The other big idea to get attention Wednesday was a proposal to create a federal “reinsurance” program, similar to one that the Affordable Care Act had in place for its first three years. Reinsurance essentially reimburses insurers for their most expensive customers ― say, anybody with claims that exceed $1 million in a year. It’s a way of spreading those costs across a broad population, which is what insurance is designed to do, and such an initiative would almost certainly allow insurers to reduce premiums across the board.
States can take that action on their own by taking advantage of special waivers the Affordable Care Act already allows, and the commissioner from one of those states, Alaska’s Lori Wing-Heier, told the panel how successful it’s been. But she and other state officials want the federal government to streamline the waiver application process, and many would like Congress to put some new federal money into the program as well.
That last part is probably more than Congress is willing to do right now. Even though creating a new federal reinsurance program is a sensible idea with a history of bipartisan support, it would require appropriating money that, at least in the short term, this Republican Congress is not about to spend. Alexander made that clear, endorsing the idea in theory but repeatedly asking why the federal government, rather than the states, should devote new money to it.

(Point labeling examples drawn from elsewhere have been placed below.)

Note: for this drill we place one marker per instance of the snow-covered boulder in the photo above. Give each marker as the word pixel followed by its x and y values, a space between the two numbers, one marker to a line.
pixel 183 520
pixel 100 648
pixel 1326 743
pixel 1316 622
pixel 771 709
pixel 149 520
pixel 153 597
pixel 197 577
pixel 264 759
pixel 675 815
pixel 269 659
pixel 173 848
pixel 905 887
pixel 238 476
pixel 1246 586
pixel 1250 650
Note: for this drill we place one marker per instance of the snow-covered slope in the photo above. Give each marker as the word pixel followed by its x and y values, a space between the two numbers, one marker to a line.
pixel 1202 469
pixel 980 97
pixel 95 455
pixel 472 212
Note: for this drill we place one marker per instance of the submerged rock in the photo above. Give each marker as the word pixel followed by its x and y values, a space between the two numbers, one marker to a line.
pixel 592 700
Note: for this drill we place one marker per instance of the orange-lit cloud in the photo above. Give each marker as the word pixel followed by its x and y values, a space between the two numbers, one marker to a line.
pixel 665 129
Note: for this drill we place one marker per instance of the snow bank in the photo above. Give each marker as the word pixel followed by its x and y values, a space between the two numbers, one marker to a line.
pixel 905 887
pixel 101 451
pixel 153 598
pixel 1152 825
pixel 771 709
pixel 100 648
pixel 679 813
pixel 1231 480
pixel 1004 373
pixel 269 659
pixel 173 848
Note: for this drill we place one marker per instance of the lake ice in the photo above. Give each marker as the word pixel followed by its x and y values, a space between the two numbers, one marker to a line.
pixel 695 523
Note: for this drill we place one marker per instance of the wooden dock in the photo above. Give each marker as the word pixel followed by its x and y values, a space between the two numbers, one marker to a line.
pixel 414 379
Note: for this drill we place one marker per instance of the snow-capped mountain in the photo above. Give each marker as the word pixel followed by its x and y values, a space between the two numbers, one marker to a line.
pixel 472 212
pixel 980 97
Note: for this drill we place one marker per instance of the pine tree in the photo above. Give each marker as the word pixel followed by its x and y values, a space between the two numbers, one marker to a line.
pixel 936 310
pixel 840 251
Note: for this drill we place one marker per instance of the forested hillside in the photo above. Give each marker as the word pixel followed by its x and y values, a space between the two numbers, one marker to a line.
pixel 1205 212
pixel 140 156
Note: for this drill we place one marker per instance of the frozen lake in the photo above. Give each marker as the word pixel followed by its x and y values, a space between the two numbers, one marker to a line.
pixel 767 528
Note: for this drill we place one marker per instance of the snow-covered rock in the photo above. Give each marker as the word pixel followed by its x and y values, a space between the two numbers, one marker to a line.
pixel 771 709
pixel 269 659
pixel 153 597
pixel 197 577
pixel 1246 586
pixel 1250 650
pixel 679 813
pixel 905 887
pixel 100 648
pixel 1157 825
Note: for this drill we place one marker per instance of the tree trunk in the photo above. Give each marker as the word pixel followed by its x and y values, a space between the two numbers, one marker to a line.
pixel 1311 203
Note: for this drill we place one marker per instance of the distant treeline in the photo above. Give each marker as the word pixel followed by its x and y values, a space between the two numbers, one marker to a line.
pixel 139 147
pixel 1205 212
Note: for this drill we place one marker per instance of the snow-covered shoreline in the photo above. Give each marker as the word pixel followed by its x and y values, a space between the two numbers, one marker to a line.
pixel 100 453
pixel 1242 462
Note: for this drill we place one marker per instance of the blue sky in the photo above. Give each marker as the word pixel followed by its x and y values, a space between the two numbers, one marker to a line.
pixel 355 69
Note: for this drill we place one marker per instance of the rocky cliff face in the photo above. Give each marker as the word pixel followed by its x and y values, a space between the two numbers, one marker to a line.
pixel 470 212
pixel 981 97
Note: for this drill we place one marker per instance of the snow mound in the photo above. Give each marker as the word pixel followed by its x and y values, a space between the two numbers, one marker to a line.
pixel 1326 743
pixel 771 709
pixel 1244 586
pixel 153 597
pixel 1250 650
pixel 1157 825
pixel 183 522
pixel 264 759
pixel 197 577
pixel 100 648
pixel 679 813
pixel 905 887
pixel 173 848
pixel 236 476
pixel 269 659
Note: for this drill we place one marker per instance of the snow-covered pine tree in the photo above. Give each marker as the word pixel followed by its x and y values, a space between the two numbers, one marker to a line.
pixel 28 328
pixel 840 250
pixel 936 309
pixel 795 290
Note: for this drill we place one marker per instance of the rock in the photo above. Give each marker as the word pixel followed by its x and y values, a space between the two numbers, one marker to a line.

Of course, passing even a narrower measure could be difficult. Alexander and the committee’s ranking Democratic, Patty Murray from Washington, have sketched out what such a bill would entail: making those insurer payments, at least for a little while, in exchange for giving states some new flexibility over how the law works in their states. Although it looks like Murray wants a longer duration of payments than Alexander is willing to guarantee and Alexander wants more flexibility than Murray wants to give, it’s easy to imagine the two of them finding a compromise.
What’s not so easy to imagine is getting agreement from the rest of the Senate, to say nothing of the House and then the president, given lingering GOP interest in repeal. As if to underscore the difficulty, Sen. John McCain (R-Ariz.), whose no vote helped kill a GOP repeal effort in July, told reporters Wednesday that he would support a health care bill his best friend in Congress, Sen. Lindsey Graham (R-S.C.), has sponsored. That bill is another effort at full repeal and would almost surely leave millions without coverage.
McCain later walked back his statement, saying he wasn’t sure if he would support the bill and reiterating his earlier calls to write legislation through the usual committee process. And even if McCain did come around, it’s not clear when Congress would take up the legislation, because it already has a packed schedule and the ability to pass health care with with just 50 votes expires Sept. 30.
But Alexander also wants to act quickly because insurers have until late September to back out or potentially change rates ― and he’d like to reassure them on the payments before then. If there are significant portions of his caucus still entertaining the idea of repeal, getting their support for a narrow repair bill will be that much harder.